Energy Dome, the Italian energy equipment and solutions company, has reportedly announced plans to unveil the first demo project of its CO2-based energy storage solution, which is a 4MWh system based in Sardinia, Italy, while also confirming plans for its Series B.

Following an early phase of operational processes to verify its performance, the 2.5MW/4MWh CO2 Battery plant is now fully up and running. According to sources, construction began well over a year ago and included a team of professionals in process engineering, turbomachinery, and energy.

The firm's technique uses a 4-to-24-hour thermodynamic cycle to dispatch and store energy. It charges by pulling CO2 from a massive atmospheric gasholder (the Dome) and keeping it under pressure at room temperature, and it discharges by expanding and evaporating the gas into a turbine to generate energy which is then returned to the Dome.

Claudio Spadacini, an entrepreneur and technologist, founded and incorporated Energy Dome three years ago.
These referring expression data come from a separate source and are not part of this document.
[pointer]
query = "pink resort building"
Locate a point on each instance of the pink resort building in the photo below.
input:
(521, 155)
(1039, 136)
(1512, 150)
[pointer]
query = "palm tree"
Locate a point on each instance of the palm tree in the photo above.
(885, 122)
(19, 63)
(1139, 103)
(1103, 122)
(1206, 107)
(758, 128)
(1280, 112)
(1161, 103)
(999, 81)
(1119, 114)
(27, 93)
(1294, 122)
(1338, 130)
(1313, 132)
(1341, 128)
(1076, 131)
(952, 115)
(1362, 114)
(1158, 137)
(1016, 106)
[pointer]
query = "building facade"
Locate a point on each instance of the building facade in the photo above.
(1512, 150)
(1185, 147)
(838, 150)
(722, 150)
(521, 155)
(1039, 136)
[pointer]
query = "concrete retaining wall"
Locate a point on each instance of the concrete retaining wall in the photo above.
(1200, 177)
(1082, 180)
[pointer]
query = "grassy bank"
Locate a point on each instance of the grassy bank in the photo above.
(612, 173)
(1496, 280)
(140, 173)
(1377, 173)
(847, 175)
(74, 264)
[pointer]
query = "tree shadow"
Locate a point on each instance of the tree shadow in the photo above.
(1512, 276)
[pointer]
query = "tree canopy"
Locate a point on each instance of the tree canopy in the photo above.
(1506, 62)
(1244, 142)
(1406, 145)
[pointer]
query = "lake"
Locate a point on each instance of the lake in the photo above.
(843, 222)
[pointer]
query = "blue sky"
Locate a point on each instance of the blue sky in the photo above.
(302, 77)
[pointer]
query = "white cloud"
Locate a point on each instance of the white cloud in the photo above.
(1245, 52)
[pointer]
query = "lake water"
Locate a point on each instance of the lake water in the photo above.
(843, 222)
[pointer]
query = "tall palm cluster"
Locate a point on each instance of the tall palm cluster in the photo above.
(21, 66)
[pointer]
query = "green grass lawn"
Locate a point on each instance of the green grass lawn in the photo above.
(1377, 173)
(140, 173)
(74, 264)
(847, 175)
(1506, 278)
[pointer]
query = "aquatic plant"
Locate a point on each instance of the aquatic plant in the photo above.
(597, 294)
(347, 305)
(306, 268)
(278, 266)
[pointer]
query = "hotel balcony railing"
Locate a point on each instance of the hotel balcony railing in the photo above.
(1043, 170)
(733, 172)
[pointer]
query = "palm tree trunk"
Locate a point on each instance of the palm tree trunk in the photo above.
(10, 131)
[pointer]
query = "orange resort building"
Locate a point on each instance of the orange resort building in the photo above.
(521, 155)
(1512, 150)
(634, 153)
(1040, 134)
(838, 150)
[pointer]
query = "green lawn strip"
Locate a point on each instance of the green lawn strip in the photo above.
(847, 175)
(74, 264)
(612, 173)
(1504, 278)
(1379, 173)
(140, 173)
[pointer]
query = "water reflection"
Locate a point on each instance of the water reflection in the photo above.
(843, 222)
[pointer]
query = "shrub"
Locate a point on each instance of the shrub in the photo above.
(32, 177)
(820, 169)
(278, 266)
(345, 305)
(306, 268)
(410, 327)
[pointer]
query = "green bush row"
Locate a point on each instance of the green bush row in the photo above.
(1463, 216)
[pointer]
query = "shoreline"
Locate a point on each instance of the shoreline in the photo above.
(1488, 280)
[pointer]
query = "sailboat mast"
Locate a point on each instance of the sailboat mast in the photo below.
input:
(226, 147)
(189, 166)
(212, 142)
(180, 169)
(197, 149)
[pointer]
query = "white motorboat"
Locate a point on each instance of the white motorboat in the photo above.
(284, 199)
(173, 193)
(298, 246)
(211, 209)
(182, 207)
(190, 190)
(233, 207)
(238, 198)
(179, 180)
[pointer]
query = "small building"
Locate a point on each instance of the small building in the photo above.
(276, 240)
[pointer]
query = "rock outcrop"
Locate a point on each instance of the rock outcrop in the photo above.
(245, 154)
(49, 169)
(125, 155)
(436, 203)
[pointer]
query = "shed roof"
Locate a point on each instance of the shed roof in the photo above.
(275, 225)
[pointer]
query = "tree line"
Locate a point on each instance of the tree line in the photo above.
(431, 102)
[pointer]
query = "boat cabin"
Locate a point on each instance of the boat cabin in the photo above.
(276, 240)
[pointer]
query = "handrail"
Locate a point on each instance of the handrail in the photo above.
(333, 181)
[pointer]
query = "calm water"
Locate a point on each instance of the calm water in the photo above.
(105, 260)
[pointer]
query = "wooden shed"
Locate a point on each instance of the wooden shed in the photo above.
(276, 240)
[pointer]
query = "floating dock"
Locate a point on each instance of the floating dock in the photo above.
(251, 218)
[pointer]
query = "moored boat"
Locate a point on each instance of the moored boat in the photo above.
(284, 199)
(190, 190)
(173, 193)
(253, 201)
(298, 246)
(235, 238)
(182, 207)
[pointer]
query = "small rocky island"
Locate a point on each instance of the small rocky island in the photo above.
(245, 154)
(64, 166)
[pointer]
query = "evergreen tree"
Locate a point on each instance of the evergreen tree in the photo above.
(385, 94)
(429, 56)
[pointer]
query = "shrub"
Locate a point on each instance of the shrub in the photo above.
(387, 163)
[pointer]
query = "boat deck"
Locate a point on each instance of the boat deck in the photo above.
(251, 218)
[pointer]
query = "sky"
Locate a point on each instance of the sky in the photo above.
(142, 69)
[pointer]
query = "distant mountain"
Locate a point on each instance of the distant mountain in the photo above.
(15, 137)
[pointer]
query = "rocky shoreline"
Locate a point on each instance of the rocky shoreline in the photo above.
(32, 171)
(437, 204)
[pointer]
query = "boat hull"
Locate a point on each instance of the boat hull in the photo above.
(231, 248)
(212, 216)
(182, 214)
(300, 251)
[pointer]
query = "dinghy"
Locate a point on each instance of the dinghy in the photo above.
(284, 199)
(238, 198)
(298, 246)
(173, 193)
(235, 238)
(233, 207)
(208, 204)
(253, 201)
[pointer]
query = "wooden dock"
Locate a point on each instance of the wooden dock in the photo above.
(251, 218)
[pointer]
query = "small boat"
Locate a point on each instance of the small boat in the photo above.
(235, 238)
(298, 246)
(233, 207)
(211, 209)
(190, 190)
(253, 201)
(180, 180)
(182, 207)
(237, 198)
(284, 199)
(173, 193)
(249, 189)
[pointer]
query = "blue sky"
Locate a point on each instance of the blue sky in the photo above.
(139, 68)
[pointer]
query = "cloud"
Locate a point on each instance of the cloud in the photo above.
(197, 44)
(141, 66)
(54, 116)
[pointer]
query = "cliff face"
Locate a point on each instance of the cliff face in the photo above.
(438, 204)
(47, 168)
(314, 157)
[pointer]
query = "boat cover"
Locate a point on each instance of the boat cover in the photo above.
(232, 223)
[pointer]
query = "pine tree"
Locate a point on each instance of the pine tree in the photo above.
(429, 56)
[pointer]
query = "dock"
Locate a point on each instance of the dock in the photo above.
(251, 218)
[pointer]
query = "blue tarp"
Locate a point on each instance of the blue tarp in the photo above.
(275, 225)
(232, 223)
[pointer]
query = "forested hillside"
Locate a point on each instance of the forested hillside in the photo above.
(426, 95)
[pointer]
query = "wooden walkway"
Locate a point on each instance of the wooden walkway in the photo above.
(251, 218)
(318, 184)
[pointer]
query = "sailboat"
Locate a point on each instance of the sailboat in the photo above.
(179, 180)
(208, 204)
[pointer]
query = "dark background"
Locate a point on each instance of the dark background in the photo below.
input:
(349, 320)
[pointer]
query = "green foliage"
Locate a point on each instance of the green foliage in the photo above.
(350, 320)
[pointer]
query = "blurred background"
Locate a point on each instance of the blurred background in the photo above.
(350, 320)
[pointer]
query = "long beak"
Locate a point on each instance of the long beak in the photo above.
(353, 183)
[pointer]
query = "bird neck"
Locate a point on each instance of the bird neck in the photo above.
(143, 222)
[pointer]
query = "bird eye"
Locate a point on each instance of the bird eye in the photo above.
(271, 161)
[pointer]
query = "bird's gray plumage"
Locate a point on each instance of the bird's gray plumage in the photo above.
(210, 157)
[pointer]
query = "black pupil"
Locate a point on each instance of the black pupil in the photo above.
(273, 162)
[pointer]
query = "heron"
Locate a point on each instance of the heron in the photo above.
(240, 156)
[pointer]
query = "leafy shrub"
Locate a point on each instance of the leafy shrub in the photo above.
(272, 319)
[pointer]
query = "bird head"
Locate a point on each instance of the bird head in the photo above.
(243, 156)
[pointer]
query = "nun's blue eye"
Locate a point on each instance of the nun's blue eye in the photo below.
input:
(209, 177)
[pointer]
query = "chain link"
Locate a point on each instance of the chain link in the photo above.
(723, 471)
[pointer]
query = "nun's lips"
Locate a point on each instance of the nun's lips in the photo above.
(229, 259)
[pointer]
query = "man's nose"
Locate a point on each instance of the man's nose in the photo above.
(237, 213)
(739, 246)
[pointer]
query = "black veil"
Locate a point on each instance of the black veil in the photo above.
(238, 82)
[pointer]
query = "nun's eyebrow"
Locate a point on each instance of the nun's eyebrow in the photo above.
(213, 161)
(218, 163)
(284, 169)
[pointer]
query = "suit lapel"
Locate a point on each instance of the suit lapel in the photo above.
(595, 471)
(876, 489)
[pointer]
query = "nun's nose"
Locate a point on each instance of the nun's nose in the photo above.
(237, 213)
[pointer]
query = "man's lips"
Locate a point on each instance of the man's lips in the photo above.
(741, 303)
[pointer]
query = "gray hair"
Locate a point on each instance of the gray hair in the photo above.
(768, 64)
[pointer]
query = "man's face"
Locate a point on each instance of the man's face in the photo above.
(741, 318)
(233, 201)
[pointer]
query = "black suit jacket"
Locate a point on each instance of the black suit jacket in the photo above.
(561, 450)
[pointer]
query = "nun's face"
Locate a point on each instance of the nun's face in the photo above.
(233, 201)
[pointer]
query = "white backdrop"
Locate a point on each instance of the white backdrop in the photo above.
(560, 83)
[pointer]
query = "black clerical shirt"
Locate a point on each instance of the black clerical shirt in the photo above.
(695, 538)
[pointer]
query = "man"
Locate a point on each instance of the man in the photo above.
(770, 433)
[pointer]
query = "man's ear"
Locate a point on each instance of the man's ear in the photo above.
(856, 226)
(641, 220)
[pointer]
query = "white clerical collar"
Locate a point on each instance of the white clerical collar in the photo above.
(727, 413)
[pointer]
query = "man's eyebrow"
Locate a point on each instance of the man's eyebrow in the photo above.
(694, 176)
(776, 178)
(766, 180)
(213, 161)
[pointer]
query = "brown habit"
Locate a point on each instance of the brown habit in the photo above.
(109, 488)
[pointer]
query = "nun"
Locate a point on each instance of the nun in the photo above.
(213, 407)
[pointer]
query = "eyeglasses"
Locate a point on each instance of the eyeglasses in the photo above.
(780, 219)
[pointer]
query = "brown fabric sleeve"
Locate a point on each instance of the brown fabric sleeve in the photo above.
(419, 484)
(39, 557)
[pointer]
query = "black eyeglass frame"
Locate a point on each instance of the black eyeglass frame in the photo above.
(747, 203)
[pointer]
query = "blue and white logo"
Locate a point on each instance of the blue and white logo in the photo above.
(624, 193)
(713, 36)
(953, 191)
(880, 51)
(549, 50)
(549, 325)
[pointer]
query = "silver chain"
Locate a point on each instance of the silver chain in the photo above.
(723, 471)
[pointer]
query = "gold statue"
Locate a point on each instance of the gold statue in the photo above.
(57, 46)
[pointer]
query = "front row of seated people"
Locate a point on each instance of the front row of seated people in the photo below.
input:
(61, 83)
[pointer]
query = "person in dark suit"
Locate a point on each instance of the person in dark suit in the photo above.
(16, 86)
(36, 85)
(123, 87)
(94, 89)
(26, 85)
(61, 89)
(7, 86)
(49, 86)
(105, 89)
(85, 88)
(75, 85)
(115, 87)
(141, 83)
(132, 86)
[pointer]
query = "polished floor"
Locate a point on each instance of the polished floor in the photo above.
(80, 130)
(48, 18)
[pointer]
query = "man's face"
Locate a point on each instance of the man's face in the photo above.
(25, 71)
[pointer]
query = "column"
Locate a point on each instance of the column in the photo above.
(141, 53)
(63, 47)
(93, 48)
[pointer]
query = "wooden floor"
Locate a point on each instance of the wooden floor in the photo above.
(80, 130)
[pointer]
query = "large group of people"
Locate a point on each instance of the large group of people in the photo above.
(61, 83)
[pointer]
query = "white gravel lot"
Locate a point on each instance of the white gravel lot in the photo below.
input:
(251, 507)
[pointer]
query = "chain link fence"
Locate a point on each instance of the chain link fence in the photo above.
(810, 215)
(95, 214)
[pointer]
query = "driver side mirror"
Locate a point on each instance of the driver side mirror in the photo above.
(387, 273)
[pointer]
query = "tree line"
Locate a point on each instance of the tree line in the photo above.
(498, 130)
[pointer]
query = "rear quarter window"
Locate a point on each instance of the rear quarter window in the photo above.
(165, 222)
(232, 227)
Barclays, 360 Capital, Third Derivative, and Novum Capital Partners are among the firm's VC backers, who is currently seeking to undertake a Series B investment, having raised a $11 million Series A back in December.

The Milan-based enterprise plans to use its Series A funding to develop a bigger 20MW/100MWh plant. That initiative is being carried out in collaboration with A2A, a utility that took part in the campaign.

Ansaldo Energia, an Italian power engineering company, recently signed a global licensing agreement with Energy Dome. Ansaldo will be able to market Energy Dome's technologies in its main markets, where it has a long history of doing business.

Energy Dome stated that its technique offers an energy storage density that is 10-20 times that of conventional compressed air energy storage (CAES) solutions as well as two-thirds that of liquid air energy storage (LAES).

Energy Dome, on the other hand, asserts that its approach does not demand LAES' cryogenic temperatures, which can effectively enhance system competitiveness and complexity.

Corre Energy, which received €20 million ($21.3 million) in 2021 for its green hydrogen generation and compressed air energy storage system is another company offering compressed gas solutions.